- Born: 1940 (age 85–86) Alappuzha, Travancore, British India
- Occupation: Writer
- Children: 2
- Writing career
- Notable awards: Kerala Sahitya Akademi Award for Overall Contributions

= Chandrakala S. Kammath =

Indian Malayalam language writer

Chandrakala S. Kammath (also spelled as Chandrakala S. Kamath; born 1940) is a Malayalam-language writer from Kerala, India. She is the author of several novels, including Rugma, which has made into a movie, and Bhiksha and Sapatni, which have been serialised. As part of a forty-year writing career, she published her sixteenth novel Sumangala. In 2014, she was awarded the Kerala Sahitya Akademi Award for Overall Contribution, for her contributions in the field of Malayalam literature.

==Biography==
Chandrakala was born into the wealthy Gowda Saraswat Brahmin family in Alappuzha in 1940. Konkani is her mother tongue. Her father Sreeramachandra Shenoy was an agent in a private bank. When the bank collapsed, her father became a manager in a timber company in Coimbatore, but soon he lost that job and was unemployed. As the family was gone financially backward, she completed her education with the help of her uncles. After graduation, she got job as a teacher first in a private school and later in a government high school.
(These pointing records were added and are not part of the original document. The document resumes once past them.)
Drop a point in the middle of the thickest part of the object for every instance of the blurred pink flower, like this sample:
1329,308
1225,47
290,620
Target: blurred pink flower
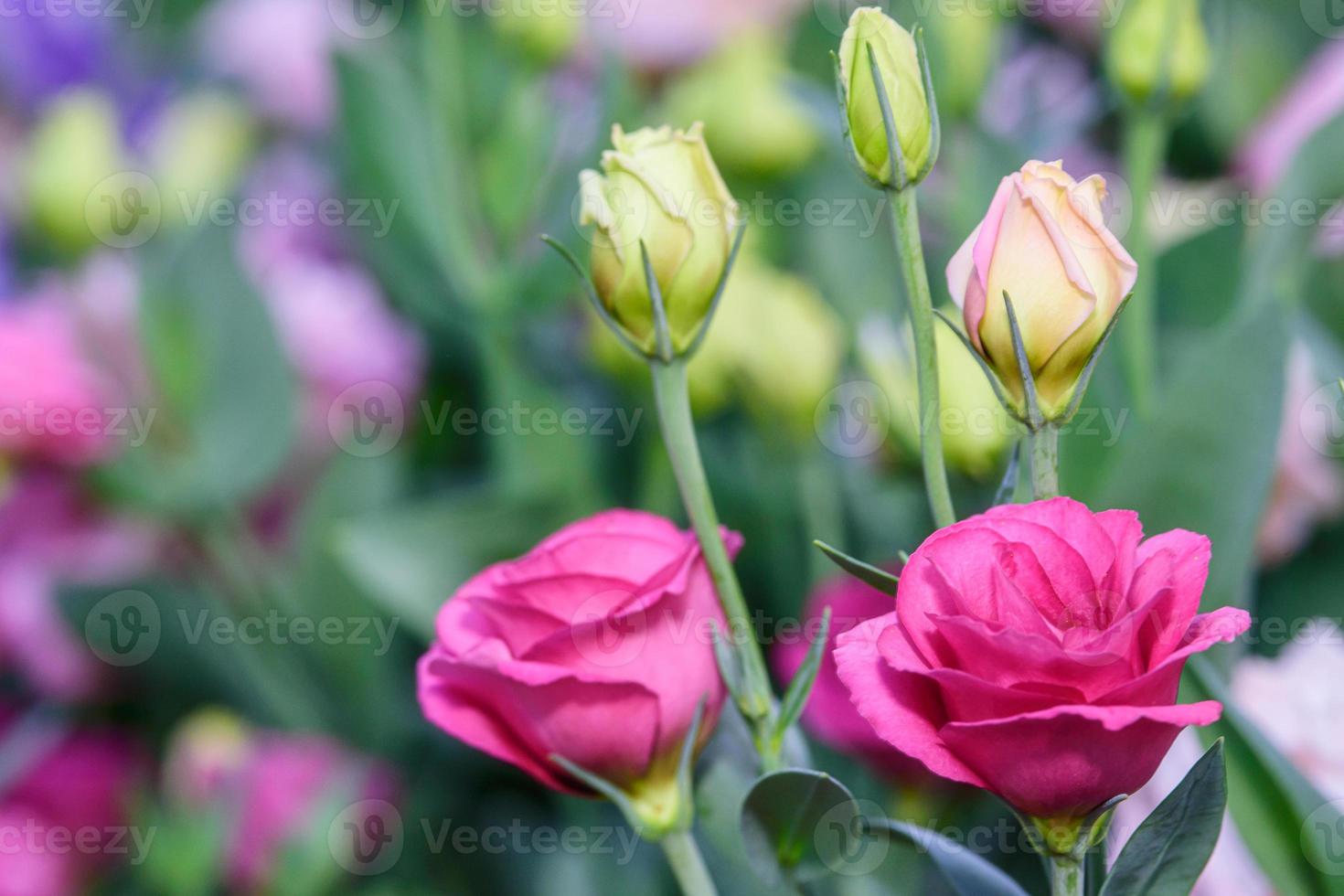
53,402
280,50
274,786
829,716
669,34
1315,98
48,536
1308,484
80,789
Chandrakala married her uncle's son who was working as a National Savings Officer in the Kollam Collectorate. After marriage she gone to Kollam from Alappuzha. They have two children.

After her husband's death, based on her own experiences, Chandrakala wrote an article titled Kungumappottazhinju and sent it to Vanitha magazine. It attracted a lot of readers, and Pisharody, who was the editor of Vanitha at the time, wrote her "You have good linguistic influence, and the writing is also good. you should continue to write stories, novels and articles. Even though not your mother tongue, your Malayalam is better". This was her inspiration to write stories and novels. In an occasion honoring her, Poet Chavara K. S. Pillai said that Chandrakala was a brave and rare writer who fought against customs from the hearth of experience.

Chandrakala has written 16 novels and more than forty short stories. Agnihotram is her first published story. Her novels and short stories were published in Manorajyam, Kunkumam and Vanitha. Chandrakala's first novel Rugma was made into a Malayalam film by P. G. Viswambharan with the same name. Sreekumaran Thampi has serialized her novel Bhiksha under the title Akshayapathram. He also serialized the novel Sapatni.

==Selected works==
- "Rugma (Novel)" (1990)
- Bhiksha (novel)
- Sapatni (novel), 2004 ISBN 8171802125
- "Ini Alpam Trimadhuram (novel)" (1991)
- "Sumangala (novel)" (2013)
- Ivide Oru Thanal Maram (novel)
- Agnihothram(novel)
- Kammatt, Candrakkala Es (1991). "Mithila (Novel)"
- Kammatt, Candrakkala Es (1996). "Vanadurgatteruvile Karavakkari (novel)"
- Muthassi Ramayanam (it's English translation is published under the titleGrandma's Rāmāyaṇa (ISBN 9781680377590) and Hindi translation under the title Ramayan Ki Kahani Dadi Ki Zubhani), Children's literature

==Awards and honors==
- Kerala Sahitya Akademi Award for Overall Contributions 2014.